Compared with traditional inspection methods, the proposed DARTS system has significant advantages. Drones can efficiently capture the images and videos of pipelines that are difficult to access. Computer-based automatic visual inspection can avoid human errors with low cost. Data are stored in a database for timely assessment. The scalability is robust because of non-contact detection.

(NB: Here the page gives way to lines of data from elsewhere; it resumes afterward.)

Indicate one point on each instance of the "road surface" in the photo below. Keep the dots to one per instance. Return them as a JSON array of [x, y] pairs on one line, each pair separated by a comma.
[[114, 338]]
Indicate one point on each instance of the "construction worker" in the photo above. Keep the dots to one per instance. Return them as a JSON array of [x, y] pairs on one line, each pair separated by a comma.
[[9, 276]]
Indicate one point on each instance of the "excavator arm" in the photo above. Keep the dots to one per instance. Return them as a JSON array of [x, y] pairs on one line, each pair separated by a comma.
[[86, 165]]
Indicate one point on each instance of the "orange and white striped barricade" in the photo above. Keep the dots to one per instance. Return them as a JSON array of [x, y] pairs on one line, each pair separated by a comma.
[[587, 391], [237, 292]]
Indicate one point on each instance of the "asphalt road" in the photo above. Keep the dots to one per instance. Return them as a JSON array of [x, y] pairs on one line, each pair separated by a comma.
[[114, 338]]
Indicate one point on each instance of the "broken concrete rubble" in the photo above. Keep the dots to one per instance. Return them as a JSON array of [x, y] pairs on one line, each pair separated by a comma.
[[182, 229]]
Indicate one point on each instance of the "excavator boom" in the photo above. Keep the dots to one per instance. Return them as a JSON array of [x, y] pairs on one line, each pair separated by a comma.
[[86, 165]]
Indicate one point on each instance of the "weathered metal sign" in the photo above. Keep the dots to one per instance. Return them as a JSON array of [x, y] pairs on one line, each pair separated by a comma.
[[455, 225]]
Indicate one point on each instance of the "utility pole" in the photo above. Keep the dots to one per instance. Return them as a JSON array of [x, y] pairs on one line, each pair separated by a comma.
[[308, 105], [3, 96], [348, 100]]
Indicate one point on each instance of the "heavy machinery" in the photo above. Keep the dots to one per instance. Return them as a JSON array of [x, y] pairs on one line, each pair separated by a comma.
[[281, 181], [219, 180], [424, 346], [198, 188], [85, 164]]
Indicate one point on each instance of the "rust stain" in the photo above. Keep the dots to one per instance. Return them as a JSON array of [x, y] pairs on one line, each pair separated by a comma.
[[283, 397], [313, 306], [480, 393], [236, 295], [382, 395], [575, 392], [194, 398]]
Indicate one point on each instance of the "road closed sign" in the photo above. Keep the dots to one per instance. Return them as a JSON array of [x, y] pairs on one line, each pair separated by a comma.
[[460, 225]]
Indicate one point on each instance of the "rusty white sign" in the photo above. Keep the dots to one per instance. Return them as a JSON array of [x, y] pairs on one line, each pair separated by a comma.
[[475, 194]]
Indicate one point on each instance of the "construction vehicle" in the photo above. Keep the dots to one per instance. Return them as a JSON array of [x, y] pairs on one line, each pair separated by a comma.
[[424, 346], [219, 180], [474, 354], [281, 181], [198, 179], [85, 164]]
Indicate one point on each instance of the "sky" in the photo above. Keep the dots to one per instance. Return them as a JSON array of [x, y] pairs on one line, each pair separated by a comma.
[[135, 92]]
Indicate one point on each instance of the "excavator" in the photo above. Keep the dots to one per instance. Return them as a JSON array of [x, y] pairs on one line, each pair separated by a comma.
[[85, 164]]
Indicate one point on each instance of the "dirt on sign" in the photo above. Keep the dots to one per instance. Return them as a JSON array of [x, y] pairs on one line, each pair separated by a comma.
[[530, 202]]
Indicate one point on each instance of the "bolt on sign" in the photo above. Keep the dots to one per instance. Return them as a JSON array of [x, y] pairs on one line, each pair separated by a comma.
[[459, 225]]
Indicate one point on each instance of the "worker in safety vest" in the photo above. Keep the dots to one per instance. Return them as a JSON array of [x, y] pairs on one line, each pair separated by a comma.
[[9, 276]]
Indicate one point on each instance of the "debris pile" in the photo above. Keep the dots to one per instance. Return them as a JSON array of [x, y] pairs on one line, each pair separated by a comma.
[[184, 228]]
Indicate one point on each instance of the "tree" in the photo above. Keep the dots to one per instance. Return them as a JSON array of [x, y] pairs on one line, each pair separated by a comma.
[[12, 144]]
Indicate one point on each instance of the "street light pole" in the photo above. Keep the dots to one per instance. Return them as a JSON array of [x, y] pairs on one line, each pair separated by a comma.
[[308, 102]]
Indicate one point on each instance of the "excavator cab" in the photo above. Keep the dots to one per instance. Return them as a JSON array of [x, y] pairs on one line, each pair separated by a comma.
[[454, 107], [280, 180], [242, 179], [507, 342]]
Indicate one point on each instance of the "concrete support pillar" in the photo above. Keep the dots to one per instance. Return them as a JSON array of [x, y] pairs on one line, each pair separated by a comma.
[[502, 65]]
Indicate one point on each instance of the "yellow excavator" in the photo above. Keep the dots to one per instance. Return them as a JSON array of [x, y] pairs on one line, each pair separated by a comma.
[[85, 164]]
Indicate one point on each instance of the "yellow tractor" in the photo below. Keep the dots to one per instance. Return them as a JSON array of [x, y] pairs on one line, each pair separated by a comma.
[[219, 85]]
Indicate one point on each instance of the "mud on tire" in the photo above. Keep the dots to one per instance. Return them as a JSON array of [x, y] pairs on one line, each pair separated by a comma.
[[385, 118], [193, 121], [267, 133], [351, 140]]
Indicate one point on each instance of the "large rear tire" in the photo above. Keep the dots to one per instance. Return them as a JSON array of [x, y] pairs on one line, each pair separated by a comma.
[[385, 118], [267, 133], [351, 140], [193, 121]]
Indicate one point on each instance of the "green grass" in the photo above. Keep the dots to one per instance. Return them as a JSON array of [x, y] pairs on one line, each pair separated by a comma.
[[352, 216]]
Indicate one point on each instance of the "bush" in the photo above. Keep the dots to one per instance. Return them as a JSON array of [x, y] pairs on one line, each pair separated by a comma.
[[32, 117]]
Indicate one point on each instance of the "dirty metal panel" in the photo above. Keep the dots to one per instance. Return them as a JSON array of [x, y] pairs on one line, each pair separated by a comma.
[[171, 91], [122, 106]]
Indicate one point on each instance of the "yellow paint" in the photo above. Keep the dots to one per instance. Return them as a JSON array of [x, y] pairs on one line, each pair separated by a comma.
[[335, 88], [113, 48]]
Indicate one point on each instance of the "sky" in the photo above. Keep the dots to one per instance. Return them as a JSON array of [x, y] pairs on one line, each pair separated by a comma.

The experimental results demonstrate that DARTS can achieve decent inspection performance on the constructed testbed. Furthermore, DARTS is also a generalized framework that can be applied to monitor a wide range of aboveground pipeline systems with attention to the following issues and limitations. Since there are a variety of pipeline systems with different structures and pipe supports as per loads acting on the pipeline, the deep learning neural network needs to be retrained using a new training dataset collected from every new pipeline system. Some defects may not be completely detected using single-angle drone videos where drone images have blind spots from each angle. Therefore, multiple drone videos with different angles are required to detect specific issues in the pipe support systems. Dust, dirt, or grease residue can change the color and appearance of pipeline components and thereby decrease detection accuracy. The application of the drone image-based method can be affected by adversarial weather conditions.

8 Conclusion

In this study, we proposed a method to integrate drone technology for automatic field data collection with AI-based image processing concerning the status of pipelines. The findings of this study are expected to benefit the oil and gas midstream industry in various ways, providing the enhanced ability to monitor pipeline conditions and conduct resilience assessments. The proposed method can improve the monitoring and inspection of pipelines by saving time and workforce for collecting field data, improving response time for correcting or removing problems, improving pipeline monitoring access using a drone, and enhancing the assessment of pipeline resilience.

The authors plan on improving the segmentation and inspection methods, especially for small parts (that is, bolts and nuts), by optimizing network structure and parameters. Datasets collected from real pipeline systems will be used for comprehensive performance evaluation. A professional drone with an onboard computer and high-resolution camera will be utilized to achieve real-time analysis.